Yoshiro Tamura, "Introduction to the Lotus Sutra", p115-116Returning from the absolutely wonderful of “opening the relative and revealing the wonderful” to the world of conventional reality and relative existence brings this world to life by making the absolutely wonderful alive in this world. In terms of emptiness, it is to go from the conventional duality of A and B into their nondual emptiness. Yet one does not stagnate in nonduality or emptiness but returns to the duality of conventional existence, bringing emptiness into one’s life in order to have a true realization of nonduality and emptiness. This is why Zhanran, the sixth patriarch of Tiantai, maintained that “nonduality is dual, and duality is nondual.” Small Vehicle Buddhists stagnated in nonduality and emptiness, forgetting to reenter the actual world and make such truth alive there. As a consequence of this they fell into deep nihilism.
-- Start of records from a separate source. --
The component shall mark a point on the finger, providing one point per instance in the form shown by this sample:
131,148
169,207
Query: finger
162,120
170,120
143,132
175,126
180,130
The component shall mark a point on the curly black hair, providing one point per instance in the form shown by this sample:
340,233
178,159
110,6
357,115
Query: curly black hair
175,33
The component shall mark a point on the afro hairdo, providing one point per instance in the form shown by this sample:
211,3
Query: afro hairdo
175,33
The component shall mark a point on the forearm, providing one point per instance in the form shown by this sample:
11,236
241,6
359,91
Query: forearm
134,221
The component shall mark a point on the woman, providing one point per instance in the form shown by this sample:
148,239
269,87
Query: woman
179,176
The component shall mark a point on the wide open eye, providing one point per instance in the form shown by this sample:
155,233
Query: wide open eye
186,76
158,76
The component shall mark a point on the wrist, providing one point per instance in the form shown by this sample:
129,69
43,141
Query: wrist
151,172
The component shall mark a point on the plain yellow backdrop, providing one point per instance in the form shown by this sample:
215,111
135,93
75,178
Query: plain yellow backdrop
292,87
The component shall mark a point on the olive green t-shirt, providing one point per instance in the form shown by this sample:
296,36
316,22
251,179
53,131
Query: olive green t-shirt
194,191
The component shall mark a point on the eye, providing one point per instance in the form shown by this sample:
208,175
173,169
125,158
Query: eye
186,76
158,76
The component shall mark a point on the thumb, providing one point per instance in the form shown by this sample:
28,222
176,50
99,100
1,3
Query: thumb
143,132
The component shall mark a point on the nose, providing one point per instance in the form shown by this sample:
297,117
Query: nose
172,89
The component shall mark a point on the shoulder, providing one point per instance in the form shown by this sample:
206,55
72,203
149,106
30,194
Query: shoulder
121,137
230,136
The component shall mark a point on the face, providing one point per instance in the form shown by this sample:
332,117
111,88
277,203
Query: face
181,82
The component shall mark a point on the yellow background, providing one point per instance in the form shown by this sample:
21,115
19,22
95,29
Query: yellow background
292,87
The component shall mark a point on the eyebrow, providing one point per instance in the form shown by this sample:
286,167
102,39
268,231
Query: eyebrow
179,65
We should pay careful attention to realizing that seeing the divine in the human or entering the actual world and bringing it to life is neither to affirm humanity, just as it is, as divine, nor to affirm reality, just as it is, as absolute. It is an undeniable fact that humanity is not divine, and that the actual world is finite and relative. Based on this, we have to posit the divine over against humanity, and we have to posit the absolute over against the actual. Thus, we must assert the relatively wonderful. In other words, the “absolutely wonderful” of “opening the relative and revealing the wonderful” does not mean to ignore such facts and affirm humanity, as it is, or to affirm the actual as absolute. In this sense, the “relatively wonderful” of “breaking the relative and revealing the wonderful” is included in “opening the relative and revealing the wonderful.” Moreover, the “supreme truth of the middle way” is posited as the synthesis of “entering emptiness from conventional existence” and “entering conventional existence from emptiness.” Finally, the “threefold contemplation” is taught as a conclusion–the perfect and immediate calming and contemplation of the identity of emptiness, conventional existence, and the middle way.
Thus did Tiantai Zhiyi’s view of absoluteness reach its culmination. We can say that the Lotus Sutra’s teaching of the unifying truth (the Wonderful Dharma of One Vehicle) gained theoretical coherence here. We can conclude that actuality is a plural, finite, and relative world. This is actuality as factual. Zhiyi insists on always acknowledging its factuality as a fact, seeing the unifying truth in it, and thereby gaining a glimpse of an absolute state. If we put this in the context of the eternal life of the Buddha revealed in chapter 16 of the Lotus Sutra, this actual life is transient—human beings live toward death. Based on this, one can realize the Everlasting Buddha, i.e., eternal life. It is in this way that one discovers the true or original Buddha.